We have been given many incredible and shocking feuds within the past year. The top three that come to mind and stand out are as listed:
- Jay Lethal vs Silas Young (Last Man Standing match, Death Before Dishonor 2017) Basis: “Silas being somewhat jealous at fact of Lethal being the “golden boy/face” of the company.
- Dalton Castle vs Cody Rhodes (Final Battle 2017, World Title match) Basis: “The dastardly champion feeling threatened at the chase of the beloved face for his title. Doing anything he can to rid of the face.”
- Briscoes vs Bully Ray & Tommy Dreamer (Pinpointing moment: Jay attacking Bully at “Death before Dishonor”, 2017) Basis: There isn’t exactly just one thing to pinpoint from the rest. It started with Bubba/Bully Ray being “adopted” as a veteran presence to make the Briscoes a “Six Man tag team”, and gaining those titles from the Bullet Club (Bucks & Hangman Paige) for a short time. It slowly led to dissension and Jay turning his back on both Bully and his brother, Mark. But as always, Jay and Mark would always be brothers. Which led to Mark helping Jay attack Bully and the aiding Dreamer leading up to Final Battle.
4. The Young Bucks/Bullet Club
Now, this may be the point where many may stop reading for one reason or another.
As much as this stable are loved, they’re equally as disliked. Whether you want to admit it or not, they are a big “quote on quote” franchise to Ring of Honor. Not only arguably with their ability to turn over slogans and merchandise, but also carrying character and translating it into their “Being The Elite” youtube series.

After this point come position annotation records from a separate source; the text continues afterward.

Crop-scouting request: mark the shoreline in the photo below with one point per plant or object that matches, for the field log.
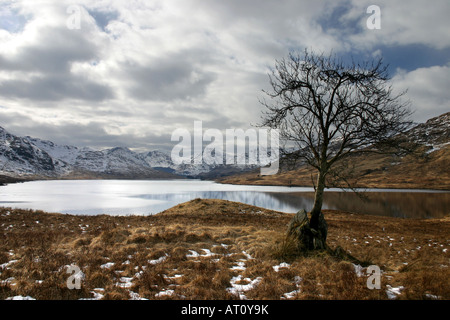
(5, 180)
(217, 249)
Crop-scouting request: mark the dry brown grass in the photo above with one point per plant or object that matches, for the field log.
(216, 249)
(429, 171)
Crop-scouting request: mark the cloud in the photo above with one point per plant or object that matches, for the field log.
(427, 90)
(136, 70)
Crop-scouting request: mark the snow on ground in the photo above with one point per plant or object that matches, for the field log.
(393, 292)
(159, 260)
(281, 265)
(239, 289)
(20, 298)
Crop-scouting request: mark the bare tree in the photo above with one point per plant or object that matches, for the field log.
(332, 109)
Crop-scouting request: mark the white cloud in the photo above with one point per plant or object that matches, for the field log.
(428, 90)
(143, 68)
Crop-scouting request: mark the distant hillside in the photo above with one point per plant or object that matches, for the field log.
(428, 168)
(30, 158)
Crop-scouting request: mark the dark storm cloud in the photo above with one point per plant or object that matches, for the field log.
(168, 78)
(55, 88)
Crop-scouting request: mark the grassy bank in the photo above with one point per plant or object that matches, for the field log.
(216, 249)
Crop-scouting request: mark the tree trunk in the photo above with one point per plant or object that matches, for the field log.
(312, 234)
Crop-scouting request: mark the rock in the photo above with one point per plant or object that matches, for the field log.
(308, 238)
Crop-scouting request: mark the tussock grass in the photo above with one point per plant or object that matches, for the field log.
(215, 249)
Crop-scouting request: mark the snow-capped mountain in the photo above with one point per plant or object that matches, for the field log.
(34, 157)
(30, 157)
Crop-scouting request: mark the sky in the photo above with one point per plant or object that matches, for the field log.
(128, 73)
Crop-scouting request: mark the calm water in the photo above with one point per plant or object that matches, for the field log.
(124, 197)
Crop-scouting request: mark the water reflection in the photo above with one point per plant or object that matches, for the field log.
(394, 204)
(123, 197)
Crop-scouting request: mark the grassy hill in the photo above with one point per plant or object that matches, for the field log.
(216, 249)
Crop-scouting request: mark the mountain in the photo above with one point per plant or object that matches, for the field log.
(427, 168)
(28, 157)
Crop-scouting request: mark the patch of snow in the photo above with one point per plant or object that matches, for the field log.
(20, 298)
(240, 266)
(432, 296)
(238, 289)
(107, 265)
(281, 265)
(358, 270)
(194, 254)
(7, 264)
(125, 282)
(165, 293)
(290, 295)
(393, 293)
(159, 260)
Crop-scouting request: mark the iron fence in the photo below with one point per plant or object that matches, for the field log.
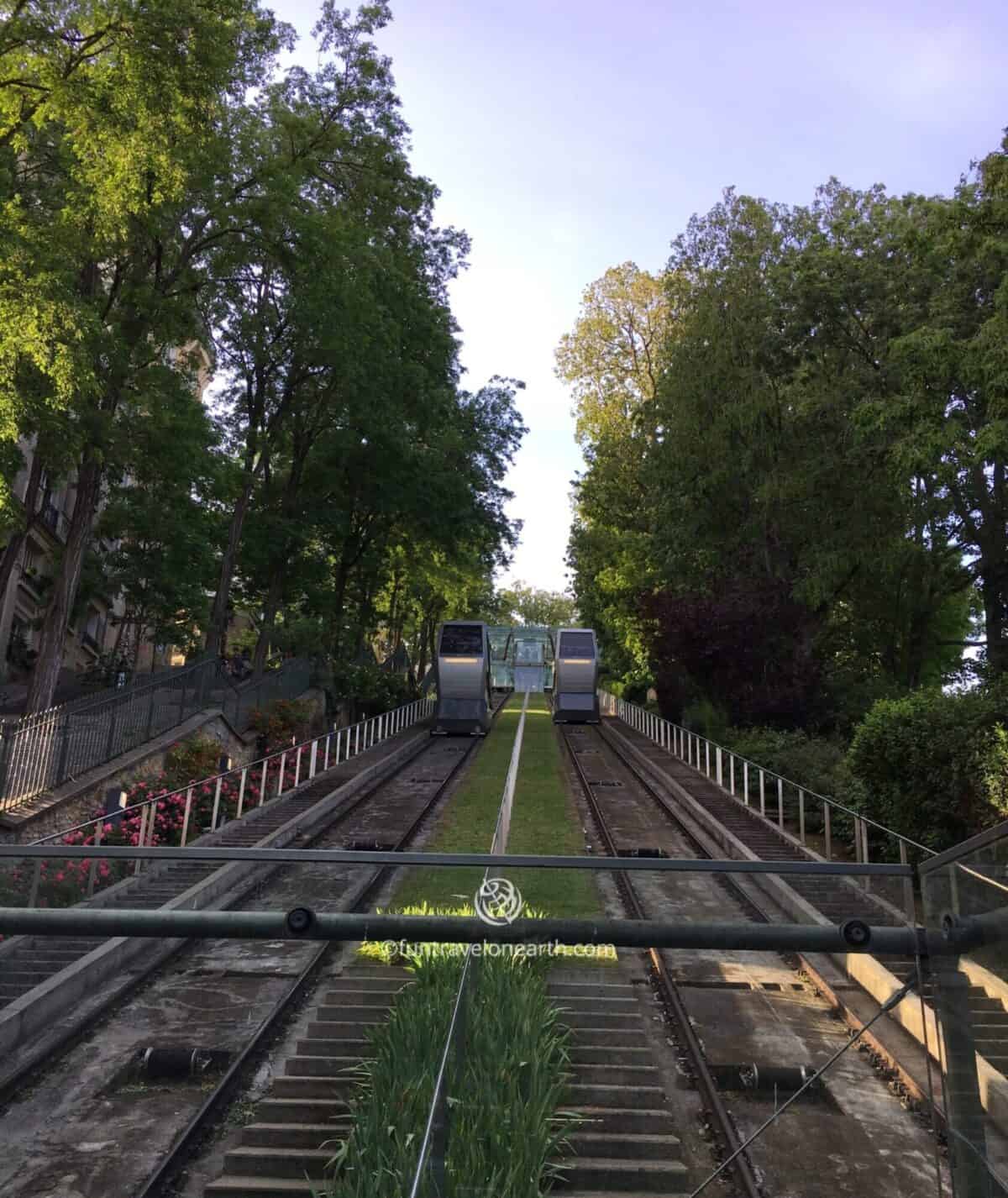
(808, 818)
(45, 749)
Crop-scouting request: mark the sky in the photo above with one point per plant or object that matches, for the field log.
(571, 135)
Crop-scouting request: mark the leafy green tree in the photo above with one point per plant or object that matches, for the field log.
(112, 137)
(537, 607)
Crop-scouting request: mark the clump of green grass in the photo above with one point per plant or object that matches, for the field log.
(543, 821)
(504, 1088)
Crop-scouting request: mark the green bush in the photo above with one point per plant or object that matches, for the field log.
(934, 765)
(813, 762)
(284, 722)
(706, 719)
(370, 689)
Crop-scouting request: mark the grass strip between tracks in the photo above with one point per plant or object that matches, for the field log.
(506, 1091)
(543, 820)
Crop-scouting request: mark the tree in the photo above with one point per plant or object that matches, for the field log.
(110, 144)
(537, 607)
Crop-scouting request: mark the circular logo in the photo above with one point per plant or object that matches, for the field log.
(498, 902)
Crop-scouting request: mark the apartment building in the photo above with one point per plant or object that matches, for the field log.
(97, 630)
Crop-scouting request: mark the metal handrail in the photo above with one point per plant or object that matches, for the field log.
(641, 722)
(387, 724)
(47, 749)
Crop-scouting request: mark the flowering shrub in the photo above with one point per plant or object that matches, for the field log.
(286, 722)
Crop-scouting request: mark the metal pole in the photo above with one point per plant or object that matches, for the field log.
(186, 817)
(216, 805)
(140, 838)
(907, 885)
(92, 870)
(966, 1118)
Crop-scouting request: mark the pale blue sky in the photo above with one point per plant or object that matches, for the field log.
(568, 137)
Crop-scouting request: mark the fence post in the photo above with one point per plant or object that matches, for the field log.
(186, 816)
(140, 838)
(216, 804)
(113, 722)
(61, 768)
(92, 869)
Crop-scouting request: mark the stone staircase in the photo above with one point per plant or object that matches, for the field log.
(627, 1143)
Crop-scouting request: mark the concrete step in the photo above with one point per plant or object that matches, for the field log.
(278, 1162)
(320, 1066)
(627, 1037)
(292, 1135)
(351, 1014)
(637, 1177)
(318, 1087)
(617, 1145)
(606, 1054)
(329, 1048)
(577, 1094)
(230, 1186)
(596, 1018)
(298, 1110)
(331, 1031)
(617, 1075)
(354, 997)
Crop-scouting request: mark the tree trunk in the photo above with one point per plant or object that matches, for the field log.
(273, 596)
(13, 548)
(218, 616)
(54, 628)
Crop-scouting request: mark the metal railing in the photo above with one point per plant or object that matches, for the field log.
(45, 749)
(799, 812)
(259, 782)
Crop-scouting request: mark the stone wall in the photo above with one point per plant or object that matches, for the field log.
(76, 801)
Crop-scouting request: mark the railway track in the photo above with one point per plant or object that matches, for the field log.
(728, 1010)
(228, 996)
(835, 899)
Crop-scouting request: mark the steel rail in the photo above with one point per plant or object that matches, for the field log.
(673, 999)
(54, 1049)
(302, 924)
(816, 975)
(191, 1135)
(478, 860)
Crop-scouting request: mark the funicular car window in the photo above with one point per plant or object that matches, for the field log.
(577, 644)
(461, 641)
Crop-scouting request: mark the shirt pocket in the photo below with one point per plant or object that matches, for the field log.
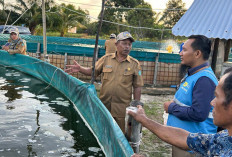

You can discuss how long and how many titles they’ve held. Three time ROH tag team champions, SIX time IWGP Jr. Heavyweight tag team champions, etc. Not only surrounded in accolades, but also controversy. From their use of familiar slogans and gestures, and even their style of wrestling, which had gotten them hit with a hefty “Cease and Desist” from Vince McMahon AND even with something serious, they managed to turn it into golden merchandise opportunities.
They’re intelligent when it comes to “Killing The Business”, and you can’t help but respect that.
5. Showcasing Talent
Ring of Honor never fail when it comes to showing us the faith they have in their roster. Every week, we get something a little different. Case in point, at ‘Final Battle”, we were given a taste of a possible feud between Marty Scurll and Jay Lethal. Not only with matchups, but it’s been a year of standouts. Silas Young, Flip Gordon, Matt Taven, even Cody Rhodes reinventing himself. They always find a way to mix things up, and keep the viewers on their toes and tuning in.
Regardless of reason, Ring of Honor is a company to be paying attention to. They continue to make waves within the world of independent and professional wrestling. You can label them however you’d like based of individual preference, but they’re certainly not fitting under the “Little league” definition.